Adam, il protagonista di In the Name of (il bravissimo Andrzej Chyra), è un giovane parroco dalla fede fervente impegnato a gestire un piccolo centro di recupero per ragazzi difficili che fornisca un’alternativa al riformatorio. Adam è un uomo sportivo. Le sue valvole di sfogo per smaltire l’energia sessuale repressa sono il lavoro manuale, il calcio, il nuoto e le lunghissime corse quotidiane nei boschi che gli permettono di scrollarsi di dosso temporaneamente la tempesta di passioni che lo lacera. I giovani con cui si trova a interagire rappresentano una continua tentazione alla rottura del suo voto di castità, ma è la comparsa di un nuovo arrivato, violento e provocatore, a spezzare il fragile equilibrio interiore del prete.

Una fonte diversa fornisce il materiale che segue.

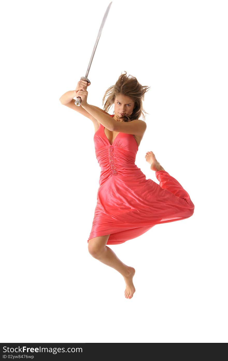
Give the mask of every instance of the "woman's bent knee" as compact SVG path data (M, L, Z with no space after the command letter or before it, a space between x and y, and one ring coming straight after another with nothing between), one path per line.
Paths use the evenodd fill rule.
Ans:
M93 257L98 257L102 252L106 245L110 234L96 237L90 239L88 244L88 250Z

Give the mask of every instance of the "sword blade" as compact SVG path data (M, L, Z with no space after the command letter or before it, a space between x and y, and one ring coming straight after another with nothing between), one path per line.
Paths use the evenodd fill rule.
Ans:
M89 74L89 72L90 71L90 66L91 66L91 64L92 64L92 62L93 61L93 59L94 56L94 54L95 53L95 52L96 51L96 49L97 44L98 43L98 42L99 41L99 39L100 39L100 35L102 31L102 29L103 29L103 27L104 27L104 23L105 23L105 22L106 21L107 17L108 16L108 13L109 12L109 10L111 6L111 5L112 5L112 1L111 1L109 5L107 8L106 11L104 13L104 17L103 17L103 19L102 20L102 22L101 25L100 25L100 29L99 29L99 31L98 31L98 34L97 36L96 42L95 42L95 45L94 45L93 50L92 53L92 55L91 55L91 57L90 58L90 62L89 64L89 66L88 66L87 70L86 70L86 78L87 78L88 76L88 74Z

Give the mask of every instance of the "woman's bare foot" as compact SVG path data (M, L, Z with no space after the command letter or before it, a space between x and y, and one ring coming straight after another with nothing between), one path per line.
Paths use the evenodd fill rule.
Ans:
M129 267L128 268L129 275L125 277L124 276L126 282L126 289L124 291L124 294L126 298L132 298L133 294L135 292L135 289L133 284L133 281L135 270L133 267Z
M147 152L145 156L146 160L151 164L150 169L155 172L159 170L164 170L160 163L158 161L152 152Z

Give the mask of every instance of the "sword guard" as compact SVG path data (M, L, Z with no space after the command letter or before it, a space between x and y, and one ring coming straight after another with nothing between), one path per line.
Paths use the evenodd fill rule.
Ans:
M85 80L86 82L87 83L90 83L90 82L89 80L87 78L86 78L85 77L81 77L81 80ZM81 105L81 97L78 96L77 98L76 98L76 100L74 102L74 104L77 106L80 106Z

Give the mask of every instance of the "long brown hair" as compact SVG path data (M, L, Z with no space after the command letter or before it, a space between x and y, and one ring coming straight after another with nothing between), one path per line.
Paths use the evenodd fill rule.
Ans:
M105 93L102 104L104 105L104 110L108 112L110 107L114 104L116 96L119 94L123 94L129 97L134 102L134 109L130 115L118 116L118 119L122 119L124 122L130 122L135 119L138 119L142 115L144 120L145 117L143 113L148 114L145 112L142 106L142 101L144 100L144 95L150 88L146 85L141 85L134 77L131 75L126 75L125 74L121 74L115 85L109 88ZM107 96L105 103L106 97Z

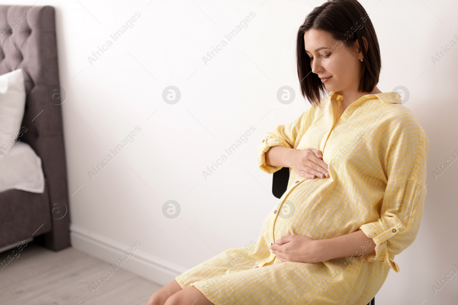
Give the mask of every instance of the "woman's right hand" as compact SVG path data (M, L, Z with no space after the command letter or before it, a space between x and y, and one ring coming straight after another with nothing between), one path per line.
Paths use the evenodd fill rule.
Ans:
M306 148L301 150L293 149L289 152L289 167L300 177L308 179L329 177L327 165L323 161L320 150Z

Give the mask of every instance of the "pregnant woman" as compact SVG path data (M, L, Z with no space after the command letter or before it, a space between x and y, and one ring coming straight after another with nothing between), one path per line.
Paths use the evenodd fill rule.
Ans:
M399 95L376 86L380 49L359 2L316 7L297 60L311 106L262 139L261 169L290 170L257 240L176 277L148 305L364 305L399 272L394 256L421 219L429 142Z

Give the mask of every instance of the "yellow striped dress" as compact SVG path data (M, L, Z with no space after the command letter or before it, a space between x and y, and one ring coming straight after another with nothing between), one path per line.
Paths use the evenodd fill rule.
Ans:
M260 167L270 147L321 150L328 178L290 169L288 188L266 216L256 241L229 249L175 279L194 286L217 305L364 305L379 290L393 261L415 240L426 194L429 141L397 92L365 95L336 122L340 91L311 106L260 140ZM361 230L375 253L326 262L282 262L270 249L281 237L332 238Z

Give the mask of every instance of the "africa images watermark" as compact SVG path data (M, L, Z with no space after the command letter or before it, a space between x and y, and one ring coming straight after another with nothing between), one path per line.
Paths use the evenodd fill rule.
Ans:
M224 151L227 153L229 155L230 155L235 151L235 150L240 147L242 144L243 143L246 143L248 141L248 137L249 137L251 134L251 132L254 132L256 130L256 128L253 127L253 125L250 126L250 130L251 130L251 132L250 130L247 130L245 132L245 134L242 134L242 135L240 136L240 139L237 139L235 141L235 143L231 145L227 149L225 149ZM243 142L242 142L243 141ZM212 161L212 164L211 166L208 166L207 167L207 170L210 172L204 170L202 171L202 174L203 175L203 177L207 180L207 176L211 176L213 172L216 171L213 166L216 166L217 168L219 167L218 165L221 165L223 164L223 162L225 161L228 159L227 156L223 154L220 157L219 159L217 159L216 163L215 163L214 161ZM213 171L212 171L213 170Z
M457 155L458 155L458 150L454 149L453 151L456 153ZM444 172L448 168L448 166L451 166L453 162L456 160L457 160L457 157L455 156L454 155L452 154L450 155L450 157L448 159L445 160L445 164L444 161L442 161L441 162L442 165L438 165L436 166L436 169L437 170L437 171L431 171L431 173L432 174L433 177L434 177L434 180L436 180L437 179L437 177L443 174Z
M25 11L21 13L21 16L17 16L16 18L13 19L11 21L11 25L13 27L13 29L17 30L21 26L21 22L24 21L24 19L27 17L27 13ZM16 21L17 21L17 22ZM3 32L0 33L0 41L3 41L8 35L13 32L13 29L8 26L6 29L3 31Z
M135 126L135 130L136 130L136 131L135 131L135 130L131 131L130 133L128 134L127 135L125 136L125 139L123 139L120 144L114 146L114 148L112 150L110 149L110 151L113 153L114 156L117 155L119 154L120 152L121 151L121 150L127 146L127 144L133 142L134 141L134 137L136 135L137 133L140 132L142 128L138 125ZM129 141L128 143L127 141ZM109 154L107 155L107 156L105 157L105 159L102 160L101 162L99 161L97 162L96 165L94 165L92 167L93 171L87 171L87 174L89 175L89 177L91 178L91 180L93 179L94 176L97 176L97 175L100 173L102 170L105 166L108 165L109 162L113 159L113 157Z
M121 36L123 35L127 30L129 29L131 29L134 27L133 22L135 22L137 21L137 18L140 18L142 16L142 14L138 11L135 12L135 16L132 16L131 17L130 19L127 19L127 21L125 21L125 24L123 24L121 27L121 28L118 30L117 31L114 32L113 34L110 35L110 37L112 38L113 40L113 42L115 42L120 38ZM127 28L129 27L129 28ZM108 47L111 47L113 45L113 42L111 40L108 39L107 40L105 44L103 44L101 48L99 47L97 47L97 50L94 51L92 52L93 56L87 56L87 60L89 60L89 63L92 65L92 63L94 61L96 61L97 59L100 57L102 55L100 54L100 52L102 52L102 54L103 54L105 52L104 51L107 51L108 50Z
M237 35L244 28L246 29L248 27L248 24L247 22L249 22L251 21L251 17L254 18L256 16L256 14L253 13L252 11L250 12L250 16L251 16L251 17L250 17L250 16L246 16L245 17L245 19L244 20L242 19L242 21L240 21L240 25L237 25L235 27L235 29L229 32L229 34L225 35L224 37L225 37L229 41L230 41L233 39L235 36ZM242 27L243 27L242 28ZM202 56L202 60L203 61L203 63L205 64L205 65L207 65L207 63L208 62L211 61L211 60L213 59L213 58L216 56L214 52L216 52L216 54L218 54L219 53L218 52L218 51L222 50L223 48L224 47L225 47L227 45L228 43L224 39L223 39L219 43L219 44L216 46L216 48L214 47L212 47L212 50L207 52L207 56L208 56L208 57ZM213 56L212 56L212 55Z
M458 265L457 265L456 263L453 264L453 266L457 268L457 270L458 270ZM455 269L452 269L450 270L450 272L449 273L445 275L445 277L443 275L442 275L441 277L441 279L437 280L436 281L436 284L437 286L436 285L431 285L431 289L432 289L433 292L434 293L434 294L436 294L437 293L437 291L445 287L445 285L447 284L447 283L448 283L448 281L452 279L452 277L456 274L457 272L455 271Z
M457 41L458 41L458 36L457 36L456 35L454 35L453 37L456 39ZM441 47L441 50L438 51L436 53L436 56L431 56L431 60L432 60L432 63L434 65L436 65L436 63L440 61L446 55L448 54L448 52L452 51L452 48L456 45L456 42L453 39L452 39L448 44L445 46L445 48L443 47ZM448 52L447 52L447 51Z
M25 130L24 130L24 128L26 128ZM24 133L26 131L27 131L27 128L25 126L22 126L22 128L21 128L21 130L16 133L16 134L11 136L11 140L8 140L6 141L6 143L0 146L0 155L2 155L3 154L6 152L6 151L10 149L10 147L13 146L13 144L21 141L19 138L22 136Z
M24 243L25 243L26 244L24 245ZM14 249L11 251L11 254L13 255L12 256L11 255L8 255L8 256L6 257L6 259L4 259L3 262L0 262L0 271L1 271L5 269L6 267L8 266L8 264L9 264L14 259L19 257L19 256L21 255L21 253L20 253L19 252L22 251L24 248L27 246L27 242L24 241L21 245L19 245L16 247L16 248L17 248L17 250ZM16 253L15 253L15 251L16 251Z
M342 37L343 40L344 41L347 41L347 40L348 40L348 39L351 37L351 35L356 32L356 31L363 28L364 27L364 25L363 24L363 23L364 23L367 21L367 19L369 18L369 16L370 16L370 14L366 12L365 16L361 17L360 19L361 20L361 23L360 23L359 21L357 21L355 24L356 27L355 27L354 26L352 26L352 27L350 28L350 29L347 31L347 32L344 34L344 36L345 36L345 37ZM336 52L337 51L337 49L343 45L343 43L341 43L340 41L338 41L336 42L335 44L331 48L331 49L334 52ZM328 58L327 57L324 57L322 59L320 59L320 62L322 63L326 61Z

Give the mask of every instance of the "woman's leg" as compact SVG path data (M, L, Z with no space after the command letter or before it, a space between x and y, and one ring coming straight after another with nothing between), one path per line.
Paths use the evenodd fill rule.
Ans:
M186 287L171 295L165 305L214 305L193 286Z
M164 305L165 301L174 294L183 290L176 280L174 280L153 294L146 305Z

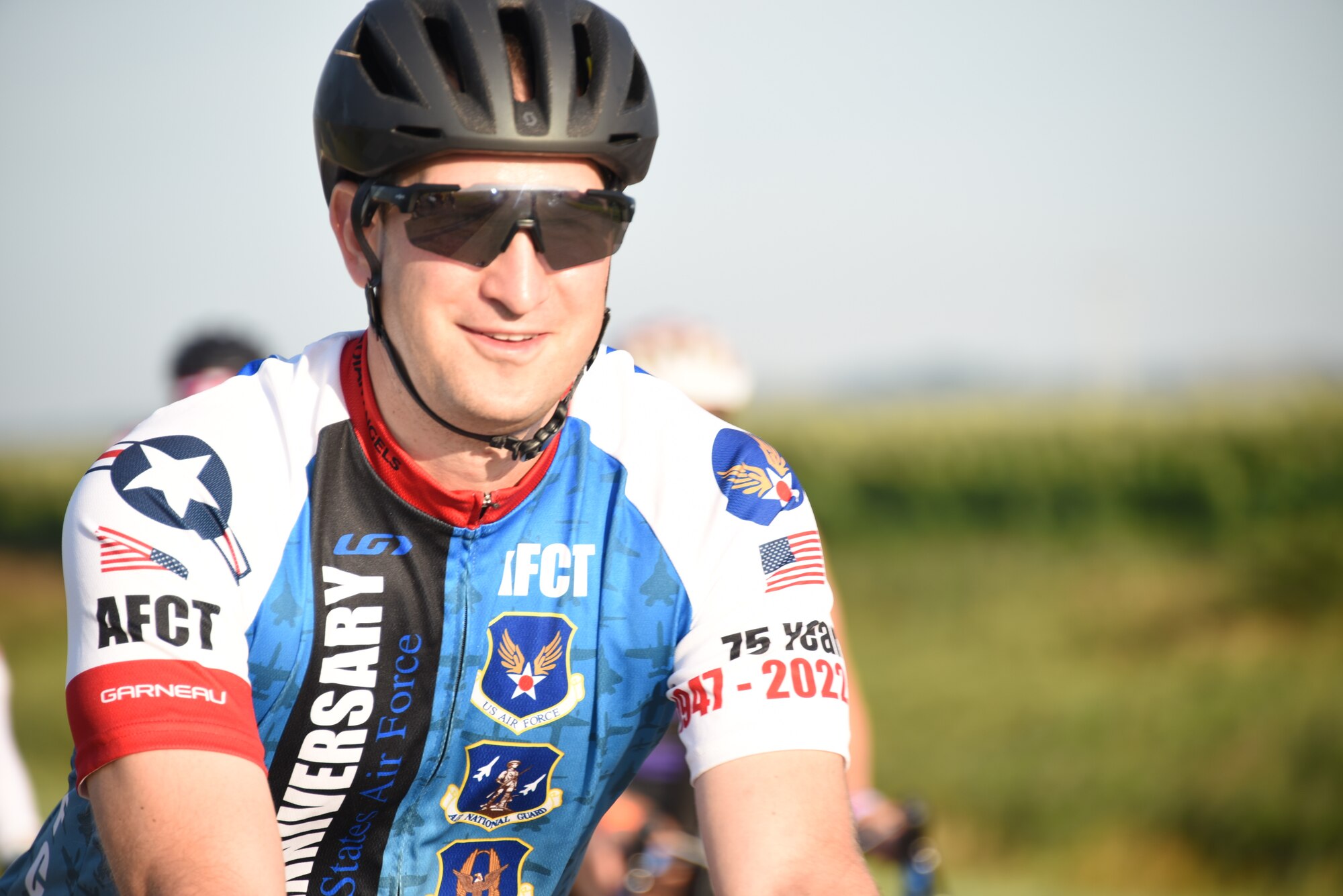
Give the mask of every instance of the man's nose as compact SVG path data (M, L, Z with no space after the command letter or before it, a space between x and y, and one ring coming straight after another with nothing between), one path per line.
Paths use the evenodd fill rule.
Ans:
M545 302L548 267L536 251L532 229L520 227L498 258L485 268L481 292L513 314L526 314Z

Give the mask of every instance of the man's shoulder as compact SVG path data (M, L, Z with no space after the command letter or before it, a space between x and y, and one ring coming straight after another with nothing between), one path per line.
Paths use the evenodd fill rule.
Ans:
M643 373L624 351L594 363L573 406L591 444L624 468L624 496L659 533L690 533L693 553L706 535L751 541L775 520L810 519L779 451Z
M267 429L291 429L298 421L308 428L314 420L325 425L344 409L340 361L349 337L338 333L293 357L254 361L218 386L160 408L124 441L183 435L235 443L265 437Z
M732 428L672 384L635 366L627 351L610 347L580 384L572 413L588 424L595 443L618 449L626 465L643 456L694 452Z

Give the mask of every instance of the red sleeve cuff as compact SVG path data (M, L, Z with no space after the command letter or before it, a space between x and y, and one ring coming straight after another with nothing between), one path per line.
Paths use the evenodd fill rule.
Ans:
M266 767L251 685L199 663L133 660L81 672L66 685L66 712L81 793L102 766L149 750L210 750Z

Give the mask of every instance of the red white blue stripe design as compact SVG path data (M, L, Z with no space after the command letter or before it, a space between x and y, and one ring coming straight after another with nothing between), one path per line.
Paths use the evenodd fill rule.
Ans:
M98 527L98 554L103 573L121 573L133 569L161 569L187 578L187 567L176 557L165 554L153 545L106 526Z
M795 585L825 585L826 562L821 557L821 537L813 528L766 542L760 546L760 567L766 574L766 594Z

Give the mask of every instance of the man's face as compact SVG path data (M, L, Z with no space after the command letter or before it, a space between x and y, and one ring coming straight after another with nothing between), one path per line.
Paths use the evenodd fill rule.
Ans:
M579 160L459 156L402 184L602 189ZM458 427L518 432L543 423L592 351L611 259L555 271L526 231L481 268L411 245L406 215L383 207L383 319L420 396Z

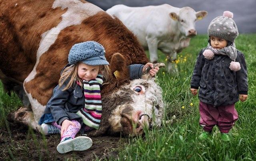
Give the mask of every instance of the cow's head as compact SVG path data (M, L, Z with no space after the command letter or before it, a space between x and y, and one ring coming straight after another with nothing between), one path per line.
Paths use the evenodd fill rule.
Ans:
M178 23L178 27L180 32L186 36L192 37L197 34L195 23L207 15L207 12L200 11L196 12L189 7L180 8L178 14L171 12L169 16L172 20Z
M110 67L113 71L118 69L118 79L120 78L118 76L128 73L127 65L120 54L113 57ZM157 63L155 66L164 65ZM111 133L122 132L134 136L143 134L143 128L161 125L164 109L162 90L148 71L146 69L142 77L147 79L129 81L102 96L102 118L99 129L102 133L108 130Z

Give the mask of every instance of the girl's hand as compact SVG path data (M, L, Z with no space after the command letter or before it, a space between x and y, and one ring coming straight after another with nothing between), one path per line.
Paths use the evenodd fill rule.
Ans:
M192 94L194 96L196 96L197 94L197 89L190 88L190 91Z
M247 99L248 95L247 94L240 94L239 96L239 100L242 102L245 101Z
M149 73L151 75L152 77L155 76L156 73L158 72L158 70L159 70L159 68L158 67L156 67L154 68L154 65L152 63L146 63L144 67L143 67L143 68L142 69L142 72L145 71L145 69L146 69L148 67L150 67L152 68L149 71Z
M66 119L62 122L62 124L61 125L61 129L60 129L60 136L62 137L63 133L68 130L68 128L70 125L72 125L74 127L76 127L76 125L72 121L69 120L68 119Z

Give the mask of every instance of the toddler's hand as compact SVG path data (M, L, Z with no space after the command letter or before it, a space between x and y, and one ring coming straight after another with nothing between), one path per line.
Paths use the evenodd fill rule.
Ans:
M190 88L190 91L192 94L194 96L196 96L197 94L197 89Z
M70 125L72 125L74 127L76 127L76 125L74 122L68 120L66 119L63 121L62 124L61 125L61 129L60 129L60 136L62 137L63 133L68 130L68 128Z
M159 70L159 68L158 67L156 67L154 68L153 68L154 67L154 65L153 63L146 63L144 67L143 67L143 68L142 69L142 72L145 71L145 69L146 69L148 67L150 67L152 68L149 71L149 73L151 75L152 77L155 76L156 73L158 72L158 70Z
M239 96L239 100L242 102L246 100L248 96L248 95L247 94L240 94Z

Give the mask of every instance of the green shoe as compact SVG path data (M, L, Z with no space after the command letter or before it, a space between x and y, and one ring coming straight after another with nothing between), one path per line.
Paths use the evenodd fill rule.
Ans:
M201 140L206 140L208 137L209 132L204 132L198 136L198 139Z
M224 141L230 141L230 139L228 133L221 133L221 139Z

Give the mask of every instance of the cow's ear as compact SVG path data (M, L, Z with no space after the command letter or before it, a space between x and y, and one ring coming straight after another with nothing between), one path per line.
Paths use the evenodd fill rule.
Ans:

La grandezza della cineasta polacca sta nell’affrontare un tema così difficile senza alcun attacco palese all’istituzione della Chiesa e ai suoi limiti. La regista non racconta la storia di un prete ma prima di tutto racconta la storia di un uomo in crisi con la sua scelta. Di un essere umano che vede sciogliersi tra le dita la certezza di ciò che è.
La storia, al di là delle polemica che creerà è prima di tutto la storia di una persona e non di un personaggio.